AI-Assisted Scientific Assessment: A Case Study on Climate Change
Christian Buck, Levke Caesar, Michelle Chen Huebscher, Massimiliano Ciaramita, Erich M. Fischer, Zeke Hausfather, Özge Kart Tokmak, Reto Knutti, Markus Leippold, Joseph Ludescher, Katharine J. Mach, Sofia Palazzo Corner, Kasra Rafiezadeh Shahi, Johan Rockström, Joeri Rogelj, Boris Sakschewski
TL;DR
This work evaluates a Gemini-based AI assistant embedded in a climate-science workflow to assess AMOC stability, a verification-poor problem requiring consensus-driven knowledge.
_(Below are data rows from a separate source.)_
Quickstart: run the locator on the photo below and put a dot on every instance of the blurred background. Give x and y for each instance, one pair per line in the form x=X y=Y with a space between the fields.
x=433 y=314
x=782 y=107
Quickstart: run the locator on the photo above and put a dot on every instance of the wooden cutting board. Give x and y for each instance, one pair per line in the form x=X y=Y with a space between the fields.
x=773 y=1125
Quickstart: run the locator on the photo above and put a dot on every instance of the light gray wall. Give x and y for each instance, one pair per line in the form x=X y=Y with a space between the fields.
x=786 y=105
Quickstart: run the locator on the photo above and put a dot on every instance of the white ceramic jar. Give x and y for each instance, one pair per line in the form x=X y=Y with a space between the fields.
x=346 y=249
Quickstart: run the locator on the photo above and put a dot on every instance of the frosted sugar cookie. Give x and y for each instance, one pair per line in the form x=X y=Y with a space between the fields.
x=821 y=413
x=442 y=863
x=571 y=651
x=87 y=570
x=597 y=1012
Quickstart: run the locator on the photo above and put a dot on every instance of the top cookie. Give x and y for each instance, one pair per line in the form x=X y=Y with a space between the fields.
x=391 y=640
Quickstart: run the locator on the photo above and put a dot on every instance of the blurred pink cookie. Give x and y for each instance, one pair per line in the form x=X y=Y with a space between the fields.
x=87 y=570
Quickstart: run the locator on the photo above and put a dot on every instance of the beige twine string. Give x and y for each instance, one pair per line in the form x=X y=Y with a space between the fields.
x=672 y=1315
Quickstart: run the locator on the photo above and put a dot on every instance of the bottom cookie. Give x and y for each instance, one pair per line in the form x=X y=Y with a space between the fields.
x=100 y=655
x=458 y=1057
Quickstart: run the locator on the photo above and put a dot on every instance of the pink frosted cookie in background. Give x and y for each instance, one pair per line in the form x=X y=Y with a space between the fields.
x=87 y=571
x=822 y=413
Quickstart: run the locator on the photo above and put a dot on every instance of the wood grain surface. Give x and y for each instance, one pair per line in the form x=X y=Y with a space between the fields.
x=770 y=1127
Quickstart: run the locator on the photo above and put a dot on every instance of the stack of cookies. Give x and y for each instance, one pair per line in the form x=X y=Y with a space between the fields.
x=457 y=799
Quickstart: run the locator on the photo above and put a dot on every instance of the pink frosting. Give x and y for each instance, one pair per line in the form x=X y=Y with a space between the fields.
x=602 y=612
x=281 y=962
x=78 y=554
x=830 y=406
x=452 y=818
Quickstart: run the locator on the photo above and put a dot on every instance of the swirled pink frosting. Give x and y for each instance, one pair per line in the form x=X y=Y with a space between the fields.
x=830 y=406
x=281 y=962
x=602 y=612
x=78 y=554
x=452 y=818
The study shows that AI can accelerate drafting and improve presentation while keeping reasoning coherent, but substantial expert oversight is essential for rigor; humans ultimately authored the majority of the final content. Across five weeks and 13 scientists, AI contributed to revisions and sourcing, with about 58% of final content produced by humans and roughly 42% influenced by AI, indicating a productive human-AI collaboration rather than replacement. The results highlight the potential of hybrid intelligence for scalable, traceable, and rigorous scientific assessment and point to future directions for trusted full-stack AI co-scientists in climate risk assessment.
Abstract
The emerging paradigm of AI co-scientists focuses on tasks characterized by repeatable verification, where agents explore search spaces in 'guess and check' loops. This paradigm does not extend to problems where repeated evaluation is impossible and ground truth is established by the consensus synthesis of theory and existing evidence. We evaluate a Gemini-based AI environment designed to support collaborative scientific assessment, integrated into a standard scientific workflow. In collaboration with a diverse group of 13 scientists working in the field of climate science, we tested the system on a complex topic: the stability of the Atlantic Meridional Overturning Circulation (AMOC). Our results show that AI can accelerate the scientific workflow. The group produced a comprehensive synthesis of 79 papers through 104 revision cycles in just over 46 person-hours. AI contribution was significant: most AI-generated content was retained in the report. AI also helped maintain logical consistency and presentation quality. However, expert additions were crucial to ensure its acceptability: less than half of the report was produced by AI. Furthermore, substantial oversight was required to expand and elevate the content to rigorous scientific standards.